AILLEURS SI J'Y SUIS

 

J’ai pris la tangente.

 

Je me suis tirée de là.

 

J’ai enfilé la E334, gobée comme un additif alimentaire.

 

Heureusement, sur la route, il y a ces grands panneaux avec de beaux dessins tracés de blanc tout du long qui donnent à voir les belles choses de la France.

 

Les monastères, les églises du XIIe, les saumons qui remontent les rivières, les parcs naturels…

 

Ça égaye l’œil, ça occupe.

 

Ça, et la radio.

 

Je voulais à tout prix de la musique, mais j’ai dû m’enfiler plusieurs kilomètres de France-Culture.

 

A l’ère des ondes, il y a encore des coins de France où rien ne passe. C’est peut-être tant mieux, mais moi là, ça m’a fait chier.

 

J’aurai pu tomber pire au niveau de l’émission. Deux nanas, la speakerine et une philosophe parlaient de la virilité. Ça m’en a bouché un coin d’entendre ces filles parlé de sexe en érection. Elles racontaient que toute cette histoire de virilité, c’était du pipeau, inventé de toute pièce pour que les hommes dominent le monde. Et elles continuaient leur délire en démontrant que les hommes comme les femmes avaient un droit à se passer des stéréotypes ultras masculins (ou ultras féminins).

 

Et là, mon esprit c’est barré.

 

J’ai vu mon père.

 

J’ai vu mon père mater mon frère.

 

Lui taper sur les mains pour « qu’il arrête de faire ça chochotte ».

 

Mon frère au bout d’une corde.

 

J’ai dû m’arrêter car la sueur me coulait dans les yeux.
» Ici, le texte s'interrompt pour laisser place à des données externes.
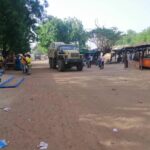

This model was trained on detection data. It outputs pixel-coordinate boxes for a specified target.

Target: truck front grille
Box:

J’en ai profité pour en griller une.

 

C’était une belle journée pour aller voir ailleurs si j’y étais.

 

J’avais juste pris un sac de fringues. Je lui avais laissé le reste.

 

Maintenant, il allait falloir bifurquer sur la nationale et attaquer une jolie série de virages.

 

Le paysage allait changer, ma vie aussi.

 

Le soleil faisait revenir le champ de blé coupé comme des petits oignons rissolés.

 

J’étais bien là, au soleil. Je ne savais pas encore ce que j’allais faire, ni ce soir, ni demain.

 

Ce qui était sûr c’est que j’étais là et pas ailleurs.